From a cohort of 1014 admitted patients with electronic prescribing, 100 with opioids were screened. 51 (51%) were men. Median age was 74 (4–99) years. 30 (30%) patients were in the surgical unit, 22 (22%) in internal medicine, 10 (10%) in oncology, 8 (8%) in palliative care, 8 (8%) in geriatrics, 6 (6%) in pneumology and 16 (16%) in ‘other units’. Patients had a mean of 1.35 (SD 0.64) opioids prescribed. As firstline therapy, most common opioids prescribed were parenteral morphine (40; 40%), transdermal fentanyl (32; 32%) and prolonged release oral morphine (13; 13%), and as secondline, parenteral morphine (12; 48%), normal release oral fentanyl (5; 20%) and normal release oral morphine (3; 12%).

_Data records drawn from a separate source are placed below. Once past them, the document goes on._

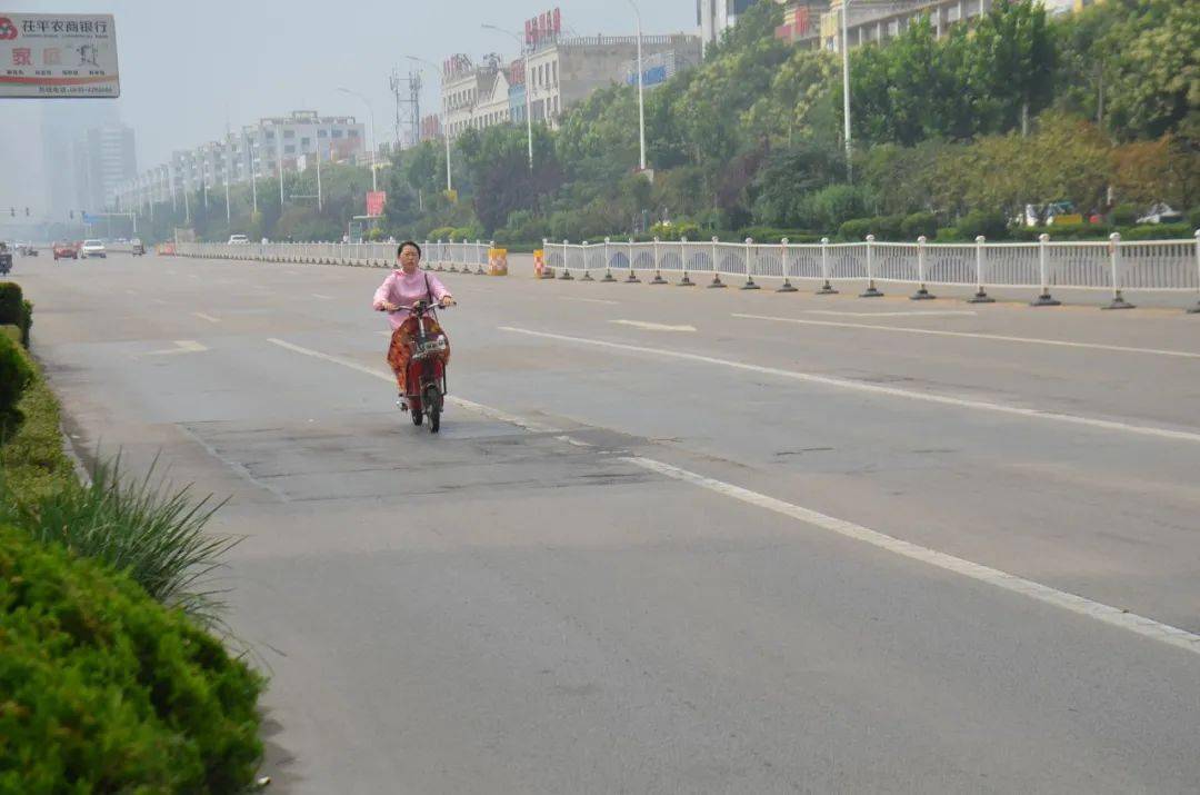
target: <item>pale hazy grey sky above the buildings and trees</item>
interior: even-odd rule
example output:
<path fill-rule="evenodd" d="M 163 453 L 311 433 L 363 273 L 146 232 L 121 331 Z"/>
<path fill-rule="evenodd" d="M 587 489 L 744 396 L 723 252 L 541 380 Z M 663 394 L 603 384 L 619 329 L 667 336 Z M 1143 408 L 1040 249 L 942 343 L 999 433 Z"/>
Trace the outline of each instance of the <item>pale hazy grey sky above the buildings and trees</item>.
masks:
<path fill-rule="evenodd" d="M 395 128 L 388 74 L 407 74 L 415 55 L 440 64 L 452 53 L 515 55 L 517 46 L 481 23 L 523 31 L 524 19 L 552 0 L 8 0 L 10 12 L 112 13 L 121 70 L 122 121 L 137 132 L 138 169 L 164 162 L 173 149 L 196 147 L 260 116 L 294 109 L 353 114 L 380 141 Z M 640 0 L 644 32 L 695 32 L 695 0 Z M 563 25 L 578 35 L 632 34 L 628 0 L 564 0 Z M 437 80 L 426 68 L 421 113 L 437 108 Z M 19 153 L 36 136 L 37 100 L 0 100 L 0 151 Z M 108 100 L 88 100 L 108 102 Z M 11 124 L 16 122 L 16 124 Z M 370 131 L 368 131 L 370 135 Z M 5 142 L 4 138 L 10 138 Z"/>

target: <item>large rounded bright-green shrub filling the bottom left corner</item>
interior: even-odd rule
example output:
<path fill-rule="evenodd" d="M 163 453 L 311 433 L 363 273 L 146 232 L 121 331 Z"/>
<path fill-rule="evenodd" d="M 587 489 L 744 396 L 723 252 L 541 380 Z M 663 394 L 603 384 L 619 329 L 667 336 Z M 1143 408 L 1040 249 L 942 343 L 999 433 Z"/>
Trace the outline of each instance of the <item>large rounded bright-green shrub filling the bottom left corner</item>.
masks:
<path fill-rule="evenodd" d="M 0 791 L 241 791 L 262 688 L 127 578 L 0 527 Z"/>

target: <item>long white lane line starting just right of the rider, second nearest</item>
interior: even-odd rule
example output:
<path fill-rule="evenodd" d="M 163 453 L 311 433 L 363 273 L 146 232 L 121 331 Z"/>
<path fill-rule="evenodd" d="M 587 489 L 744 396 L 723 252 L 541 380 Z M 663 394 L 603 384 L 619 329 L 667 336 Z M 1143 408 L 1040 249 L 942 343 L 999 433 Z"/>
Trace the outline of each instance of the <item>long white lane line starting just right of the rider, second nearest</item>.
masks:
<path fill-rule="evenodd" d="M 560 340 L 563 342 L 593 345 L 596 347 L 612 348 L 616 351 L 630 351 L 632 353 L 649 353 L 653 355 L 671 357 L 674 359 L 685 359 L 688 361 L 700 361 L 702 364 L 718 364 L 725 367 L 734 367 L 737 370 L 749 370 L 750 372 L 761 372 L 764 375 L 779 376 L 781 378 L 792 378 L 794 381 L 805 381 L 808 383 L 823 384 L 826 387 L 834 387 L 836 389 L 854 389 L 857 391 L 866 391 L 876 395 L 887 395 L 889 398 L 906 398 L 908 400 L 923 400 L 925 402 L 941 404 L 943 406 L 958 406 L 959 408 L 978 408 L 983 411 L 997 412 L 1001 414 L 1012 414 L 1015 417 L 1030 417 L 1034 419 L 1069 423 L 1073 425 L 1086 425 L 1088 428 L 1099 428 L 1106 431 L 1122 431 L 1126 434 L 1139 434 L 1141 436 L 1156 436 L 1158 438 L 1169 438 L 1181 442 L 1194 442 L 1194 443 L 1200 442 L 1200 434 L 1196 434 L 1194 431 L 1177 431 L 1169 428 L 1153 428 L 1150 425 L 1130 425 L 1128 423 L 1118 423 L 1109 419 L 1097 419 L 1094 417 L 1076 417 L 1075 414 L 1062 414 L 1058 412 L 1044 411 L 1040 408 L 1024 408 L 1021 406 L 1006 406 L 1003 404 L 992 404 L 985 400 L 967 400 L 962 398 L 949 398 L 947 395 L 935 395 L 923 391 L 911 391 L 908 389 L 898 389 L 895 387 L 882 387 L 878 384 L 862 383 L 859 381 L 847 381 L 845 378 L 818 376 L 811 372 L 782 370 L 780 367 L 764 367 L 757 364 L 746 364 L 745 361 L 718 359 L 716 357 L 706 357 L 698 353 L 685 353 L 683 351 L 670 351 L 667 348 L 652 348 L 641 345 L 623 345 L 620 342 L 589 340 L 582 336 L 568 336 L 565 334 L 533 331 L 529 329 L 521 329 L 511 325 L 500 325 L 499 329 L 502 331 L 512 331 L 514 334 L 539 336 L 539 337 L 545 337 L 547 340 Z"/>

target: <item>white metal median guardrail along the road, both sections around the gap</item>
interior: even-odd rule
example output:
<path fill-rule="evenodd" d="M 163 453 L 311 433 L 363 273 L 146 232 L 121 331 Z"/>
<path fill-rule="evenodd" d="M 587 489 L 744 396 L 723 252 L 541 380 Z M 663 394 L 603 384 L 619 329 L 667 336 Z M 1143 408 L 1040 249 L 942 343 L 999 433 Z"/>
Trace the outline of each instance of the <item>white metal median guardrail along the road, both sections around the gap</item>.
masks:
<path fill-rule="evenodd" d="M 425 241 L 428 268 L 482 273 L 491 243 Z M 175 253 L 185 257 L 256 259 L 311 264 L 392 267 L 395 244 L 365 243 L 180 243 Z M 976 288 L 972 300 L 986 301 L 989 287 L 1038 289 L 1037 304 L 1054 305 L 1051 288 L 1099 288 L 1112 292 L 1109 306 L 1128 306 L 1122 291 L 1200 291 L 1200 231 L 1193 240 L 1124 241 L 1114 233 L 1108 240 L 1054 241 L 1043 234 L 1034 243 L 864 243 L 757 244 L 751 239 L 726 243 L 697 241 L 544 243 L 547 274 L 559 279 L 592 281 L 641 281 L 667 283 L 664 274 L 678 275 L 680 283 L 707 281 L 725 287 L 740 281 L 757 289 L 761 280 L 782 282 L 778 289 L 793 291 L 792 280 L 816 280 L 817 292 L 833 293 L 834 282 L 864 282 L 864 297 L 882 294 L 877 283 L 914 285 L 913 298 L 929 298 L 928 286 Z M 695 277 L 695 281 L 694 279 Z M 1200 307 L 1200 304 L 1198 304 Z"/>

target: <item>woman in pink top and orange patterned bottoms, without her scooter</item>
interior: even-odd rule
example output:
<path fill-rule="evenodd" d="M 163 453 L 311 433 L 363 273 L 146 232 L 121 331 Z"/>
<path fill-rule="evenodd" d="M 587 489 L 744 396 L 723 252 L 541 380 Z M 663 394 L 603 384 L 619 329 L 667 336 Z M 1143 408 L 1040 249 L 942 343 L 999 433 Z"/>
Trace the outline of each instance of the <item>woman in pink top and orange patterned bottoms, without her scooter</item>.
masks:
<path fill-rule="evenodd" d="M 412 359 L 412 342 L 416 334 L 416 318 L 407 312 L 401 312 L 415 304 L 425 300 L 430 304 L 438 304 L 442 307 L 454 306 L 454 295 L 445 288 L 437 276 L 428 271 L 421 271 L 421 247 L 412 240 L 400 244 L 396 250 L 396 262 L 400 270 L 394 270 L 379 285 L 374 294 L 373 307 L 377 312 L 389 312 L 388 322 L 391 324 L 391 345 L 388 348 L 388 364 L 396 373 L 396 384 L 400 387 L 400 405 L 402 411 L 408 411 L 404 400 L 407 393 L 408 363 Z M 426 334 L 443 334 L 442 327 L 432 316 L 425 317 Z M 443 365 L 450 360 L 449 348 L 439 354 Z"/>

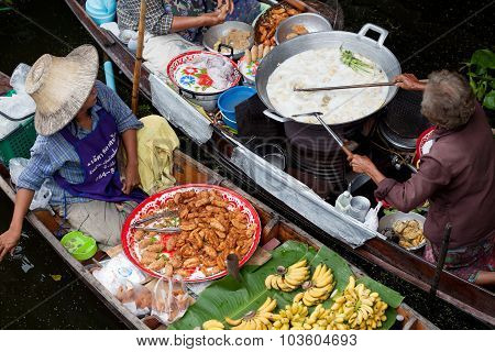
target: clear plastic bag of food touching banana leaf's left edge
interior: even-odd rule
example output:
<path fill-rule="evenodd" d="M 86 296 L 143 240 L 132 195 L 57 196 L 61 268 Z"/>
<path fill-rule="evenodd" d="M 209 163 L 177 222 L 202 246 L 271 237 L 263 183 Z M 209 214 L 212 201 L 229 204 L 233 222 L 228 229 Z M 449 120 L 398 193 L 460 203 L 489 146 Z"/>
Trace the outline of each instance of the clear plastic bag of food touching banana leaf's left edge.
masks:
<path fill-rule="evenodd" d="M 191 302 L 180 275 L 174 275 L 172 279 L 162 277 L 153 288 L 151 314 L 162 323 L 170 324 L 184 316 Z"/>

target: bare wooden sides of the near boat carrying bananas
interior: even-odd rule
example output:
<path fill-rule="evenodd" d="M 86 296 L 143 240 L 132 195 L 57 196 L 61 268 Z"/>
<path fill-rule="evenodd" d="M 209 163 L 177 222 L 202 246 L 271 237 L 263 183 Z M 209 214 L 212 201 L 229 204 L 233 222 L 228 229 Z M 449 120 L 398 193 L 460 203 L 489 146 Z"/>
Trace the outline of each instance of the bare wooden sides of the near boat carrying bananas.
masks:
<path fill-rule="evenodd" d="M 7 76 L 0 73 L 0 84 L 2 78 Z M 1 86 L 1 85 L 0 85 Z M 0 87 L 1 88 L 1 87 Z M 272 239 L 277 239 L 279 242 L 288 240 L 296 240 L 308 245 L 319 249 L 323 244 L 309 235 L 307 232 L 297 228 L 290 223 L 287 219 L 276 213 L 274 210 L 262 204 L 260 200 L 248 195 L 230 180 L 215 173 L 212 169 L 196 162 L 191 157 L 175 151 L 174 153 L 174 177 L 177 180 L 177 185 L 180 184 L 211 184 L 230 188 L 245 199 L 248 199 L 260 215 L 262 222 L 262 238 L 260 244 L 263 245 Z M 0 189 L 6 193 L 9 198 L 14 201 L 15 190 L 10 183 L 10 176 L 8 169 L 0 164 Z M 89 272 L 89 268 L 85 264 L 75 260 L 66 249 L 61 244 L 55 233 L 59 229 L 58 219 L 51 215 L 47 210 L 32 211 L 26 216 L 28 221 L 41 233 L 41 235 L 50 243 L 54 251 L 65 261 L 65 263 L 82 279 L 82 282 L 98 296 L 99 299 L 122 321 L 131 329 L 160 329 L 164 328 L 154 318 L 139 319 L 132 315 L 122 304 L 113 297 Z M 99 251 L 96 254 L 96 258 L 102 260 L 106 254 Z M 352 266 L 352 265 L 351 265 Z M 358 276 L 364 275 L 358 267 L 352 266 L 353 272 Z M 399 329 L 404 330 L 431 330 L 438 329 L 433 323 L 428 321 L 425 317 L 415 311 L 406 304 L 402 304 L 397 308 L 397 314 L 402 315 L 405 319 L 399 322 Z"/>

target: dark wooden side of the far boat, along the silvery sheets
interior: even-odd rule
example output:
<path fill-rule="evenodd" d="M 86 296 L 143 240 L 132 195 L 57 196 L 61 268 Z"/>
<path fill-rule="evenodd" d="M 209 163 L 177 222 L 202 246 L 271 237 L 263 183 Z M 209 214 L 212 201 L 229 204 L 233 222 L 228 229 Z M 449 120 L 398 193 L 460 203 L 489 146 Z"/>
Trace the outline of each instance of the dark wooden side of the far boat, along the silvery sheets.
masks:
<path fill-rule="evenodd" d="M 65 1 L 108 57 L 110 57 L 129 79 L 132 79 L 135 56 L 125 45 L 112 36 L 111 33 L 101 30 L 91 21 L 84 10 L 85 0 Z M 150 72 L 143 67 L 140 89 L 141 94 L 151 101 L 152 95 L 148 77 Z M 184 107 L 190 108 L 188 102 L 185 99 L 183 100 Z M 202 147 L 212 151 L 215 157 L 226 169 L 228 169 L 230 175 L 237 178 L 238 184 L 242 184 L 250 189 L 256 189 L 257 197 L 263 199 L 263 201 L 270 204 L 276 210 L 284 212 L 287 218 L 300 224 L 304 229 L 311 231 L 311 233 L 316 233 L 319 239 L 326 239 L 326 242 L 334 241 L 336 245 L 341 246 L 345 251 L 350 250 L 345 243 L 339 240 L 329 240 L 329 237 L 332 235 L 331 233 L 322 231 L 315 223 L 308 221 L 293 208 L 285 205 L 282 200 L 274 198 L 253 182 L 246 180 L 243 172 L 230 161 L 230 153 L 232 152 L 234 144 L 230 139 L 226 138 L 226 134 L 222 133 L 218 127 L 213 125 L 212 138 Z M 378 265 L 383 270 L 393 273 L 425 292 L 430 292 L 432 286 L 437 286 L 433 284 L 437 272 L 435 265 L 383 238 L 375 237 L 358 249 L 351 251 L 360 257 Z M 473 285 L 443 270 L 439 273 L 439 277 L 438 286 L 433 287 L 438 297 L 476 319 L 495 326 L 495 295 L 493 292 Z"/>

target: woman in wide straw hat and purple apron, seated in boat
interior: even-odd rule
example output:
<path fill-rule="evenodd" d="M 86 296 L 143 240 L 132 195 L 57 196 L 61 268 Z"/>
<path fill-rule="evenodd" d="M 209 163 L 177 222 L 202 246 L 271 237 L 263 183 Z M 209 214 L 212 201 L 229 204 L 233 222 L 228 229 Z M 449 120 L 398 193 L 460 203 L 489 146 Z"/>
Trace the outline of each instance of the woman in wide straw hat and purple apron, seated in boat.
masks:
<path fill-rule="evenodd" d="M 51 205 L 100 248 L 118 244 L 130 211 L 146 195 L 139 188 L 136 130 L 143 127 L 122 100 L 96 80 L 98 53 L 82 45 L 66 57 L 48 54 L 30 70 L 25 90 L 36 102 L 38 136 L 19 177 L 12 222 L 0 235 L 0 261 L 19 242 L 24 216 L 45 179 Z M 117 153 L 127 165 L 121 182 Z"/>

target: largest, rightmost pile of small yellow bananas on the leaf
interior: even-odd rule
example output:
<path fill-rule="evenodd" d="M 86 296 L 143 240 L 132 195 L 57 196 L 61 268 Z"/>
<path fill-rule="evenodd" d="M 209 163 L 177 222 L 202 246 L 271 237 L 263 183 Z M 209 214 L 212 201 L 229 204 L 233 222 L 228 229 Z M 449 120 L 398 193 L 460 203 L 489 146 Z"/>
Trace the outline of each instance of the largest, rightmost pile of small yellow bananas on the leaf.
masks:
<path fill-rule="evenodd" d="M 387 307 L 377 293 L 372 293 L 363 284 L 356 286 L 351 275 L 345 290 L 336 298 L 330 310 L 336 314 L 336 327 L 337 323 L 346 323 L 351 329 L 376 329 L 386 320 Z"/>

20 (20%) opioid prescriptions did not follow standard treatment guidelines: 5/30 (17%) of surgical unit opioid prescriptions, 5/22 (23%) of internal medicine, 2/10 (20%) of oncology, 1/8 (13%) of palliative care, 0/8 of geriatrics, 2/6 (33%) of pneumology and 5/16 (31%) of ‘other units’. Reasons for non-adherent prescriptions were: ‘do not have an non-opioid analgesic therapy prescribed’ (12/20), ‘non appropriate rescue opioid’(1/20), ‘prescription of two different rescue opioids’(4/20) and ‘regular prescription of two different opioids’ (3/20; 43%).


Level of adherence to standard treatment guidelines could be considered adequate. Opioid prescriptions in the hospital setting could be improved facilitating access to clinical practice guidelines for opioid therapy to clinicians, especially in clinical services where opioid prescription is not a routine clinical practice.